I do love this blog, though, and will check the books out from our library, even if they have to order them from elsewhere. Thank you!

9/07/2010 7:58 AM  
Blogger Robin M. said...

Hi Katherine,
Thanks for the clarification about Julia Roberts. That wasn't the impression I got from the trashy magazine where I read the information, but I believe you.

The books are well worth the investment in inter-library loan.

9/09/2010 1:10 AM  
Blogger forrest said...

I really loved Take This Bread but my library hasn't ordered her next one; I should give them a push because I want it!

I think I've been in trouble over "1) you can’t control where God will show up, and 2) when you truly encounter God, you have to do something about it," mainly because I haven't found the right questions about "What & how?"-- because "waiting for a committee to authorize our work" is a big bugaboo hereabouts. Waiting doesn't do it because they don't have the vision and won't get it unless someone shows them, and meanwhile I just keep wondering painfully: "What's everyone so afraid of?"-- and getting all the frustrated twitches of someone who's been letting his light get buried and suffering the consequences.

Probably there's a way to do it via "Quaker Process" but like the law, it all too easily gets put in the way by frightened people.

[I'm really glad I found this; there's a lot on quakerquaker one really needs to look for!]

9/17/2010 5:02 PM  
Anonymous Anonymous said...

Well i like how you mentioned that you can't control when God will show up.
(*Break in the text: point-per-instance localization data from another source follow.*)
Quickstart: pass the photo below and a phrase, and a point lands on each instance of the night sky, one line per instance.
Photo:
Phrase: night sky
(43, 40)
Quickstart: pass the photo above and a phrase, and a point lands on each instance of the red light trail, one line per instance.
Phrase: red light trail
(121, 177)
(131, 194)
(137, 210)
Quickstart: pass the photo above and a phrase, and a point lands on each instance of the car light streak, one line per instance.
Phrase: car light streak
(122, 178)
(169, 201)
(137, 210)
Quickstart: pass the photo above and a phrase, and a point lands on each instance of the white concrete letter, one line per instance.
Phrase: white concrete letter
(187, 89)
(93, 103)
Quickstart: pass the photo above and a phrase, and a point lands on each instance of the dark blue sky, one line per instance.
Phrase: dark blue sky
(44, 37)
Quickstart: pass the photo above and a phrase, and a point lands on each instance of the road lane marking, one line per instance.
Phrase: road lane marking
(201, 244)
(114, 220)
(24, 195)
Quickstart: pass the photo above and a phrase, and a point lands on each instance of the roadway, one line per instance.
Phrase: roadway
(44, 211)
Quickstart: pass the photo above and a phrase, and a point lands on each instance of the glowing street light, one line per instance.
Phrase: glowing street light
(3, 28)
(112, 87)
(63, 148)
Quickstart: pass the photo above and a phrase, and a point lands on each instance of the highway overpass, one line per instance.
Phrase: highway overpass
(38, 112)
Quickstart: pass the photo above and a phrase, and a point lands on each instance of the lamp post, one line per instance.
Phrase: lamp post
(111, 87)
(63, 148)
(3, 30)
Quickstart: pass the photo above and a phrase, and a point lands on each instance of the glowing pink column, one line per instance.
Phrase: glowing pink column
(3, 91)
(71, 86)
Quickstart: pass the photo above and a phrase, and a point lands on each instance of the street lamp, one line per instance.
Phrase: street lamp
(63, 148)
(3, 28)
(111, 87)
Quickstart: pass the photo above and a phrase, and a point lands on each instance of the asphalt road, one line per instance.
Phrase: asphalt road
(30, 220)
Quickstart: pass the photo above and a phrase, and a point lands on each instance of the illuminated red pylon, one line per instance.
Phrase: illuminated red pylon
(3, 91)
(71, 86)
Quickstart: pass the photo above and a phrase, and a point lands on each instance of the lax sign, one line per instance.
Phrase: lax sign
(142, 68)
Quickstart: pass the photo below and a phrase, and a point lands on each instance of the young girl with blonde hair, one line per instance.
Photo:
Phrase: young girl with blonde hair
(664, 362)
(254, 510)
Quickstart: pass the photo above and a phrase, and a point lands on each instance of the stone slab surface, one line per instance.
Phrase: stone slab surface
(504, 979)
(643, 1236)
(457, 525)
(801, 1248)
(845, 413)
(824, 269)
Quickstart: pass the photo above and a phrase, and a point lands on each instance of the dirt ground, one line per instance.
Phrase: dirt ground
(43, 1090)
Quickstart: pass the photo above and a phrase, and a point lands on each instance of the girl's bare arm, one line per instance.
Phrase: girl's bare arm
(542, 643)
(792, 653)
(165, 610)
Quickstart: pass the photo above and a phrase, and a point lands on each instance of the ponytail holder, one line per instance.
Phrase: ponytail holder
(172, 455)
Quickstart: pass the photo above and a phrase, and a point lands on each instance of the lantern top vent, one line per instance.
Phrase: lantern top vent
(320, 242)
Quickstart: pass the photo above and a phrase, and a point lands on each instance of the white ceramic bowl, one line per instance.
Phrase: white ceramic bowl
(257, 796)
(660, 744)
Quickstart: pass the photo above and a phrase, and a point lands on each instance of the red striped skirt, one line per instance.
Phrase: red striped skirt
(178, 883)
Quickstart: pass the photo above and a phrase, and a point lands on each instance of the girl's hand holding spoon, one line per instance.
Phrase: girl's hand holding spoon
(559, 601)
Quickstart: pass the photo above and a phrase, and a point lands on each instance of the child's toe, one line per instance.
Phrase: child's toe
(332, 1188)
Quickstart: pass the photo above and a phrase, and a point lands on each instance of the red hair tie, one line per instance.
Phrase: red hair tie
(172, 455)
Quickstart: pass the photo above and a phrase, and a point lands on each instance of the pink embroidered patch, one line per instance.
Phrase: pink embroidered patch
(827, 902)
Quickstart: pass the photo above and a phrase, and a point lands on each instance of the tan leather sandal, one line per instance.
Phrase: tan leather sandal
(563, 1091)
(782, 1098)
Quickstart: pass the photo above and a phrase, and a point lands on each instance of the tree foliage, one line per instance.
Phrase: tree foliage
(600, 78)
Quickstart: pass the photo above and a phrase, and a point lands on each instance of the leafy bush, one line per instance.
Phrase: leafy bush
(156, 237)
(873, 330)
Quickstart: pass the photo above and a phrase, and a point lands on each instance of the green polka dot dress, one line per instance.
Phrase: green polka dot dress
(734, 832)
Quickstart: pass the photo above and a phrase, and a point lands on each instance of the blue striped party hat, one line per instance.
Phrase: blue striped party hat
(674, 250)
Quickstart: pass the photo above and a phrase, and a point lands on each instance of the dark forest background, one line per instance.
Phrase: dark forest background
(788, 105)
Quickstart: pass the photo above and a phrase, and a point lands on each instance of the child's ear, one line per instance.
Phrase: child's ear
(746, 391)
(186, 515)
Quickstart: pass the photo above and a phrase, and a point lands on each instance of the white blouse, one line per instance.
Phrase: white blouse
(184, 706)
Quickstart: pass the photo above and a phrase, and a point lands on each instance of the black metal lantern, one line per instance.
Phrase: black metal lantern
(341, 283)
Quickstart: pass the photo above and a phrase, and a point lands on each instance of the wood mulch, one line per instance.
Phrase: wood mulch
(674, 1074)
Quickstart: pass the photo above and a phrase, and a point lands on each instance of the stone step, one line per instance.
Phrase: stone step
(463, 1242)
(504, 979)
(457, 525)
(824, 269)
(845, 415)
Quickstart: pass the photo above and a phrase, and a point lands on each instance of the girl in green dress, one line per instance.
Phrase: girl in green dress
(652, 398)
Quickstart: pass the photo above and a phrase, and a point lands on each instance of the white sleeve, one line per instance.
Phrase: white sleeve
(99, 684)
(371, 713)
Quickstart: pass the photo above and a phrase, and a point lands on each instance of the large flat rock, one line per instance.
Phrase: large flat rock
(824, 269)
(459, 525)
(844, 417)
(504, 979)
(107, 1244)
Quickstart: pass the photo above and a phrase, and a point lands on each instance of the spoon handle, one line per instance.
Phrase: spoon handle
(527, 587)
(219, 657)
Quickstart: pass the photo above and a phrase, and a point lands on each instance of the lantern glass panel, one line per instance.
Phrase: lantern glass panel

Anyway, the reason I read your blog is because i have to do a paper on this book for my college English class. I have to describe the themes, and I honestly can't get past the spiritual themes. So please Help! Thanks :)

9/27/2011 11:48 PM  
Blogger Robin M. said...

Dear Anonymous, I'd look at the role of food in different cultures, the forms of heartbreak, forgiveness and community that Gilbert encounters, and whether it is too self-involved to have any relevance to people who didn't get a huge advance check to help them get over a bad divorce. Good luck with your paper!

9/28/2011 8:56 AM  
Anonymous Anonymous said...

Robin,
Thank you so much this helped me tremendously!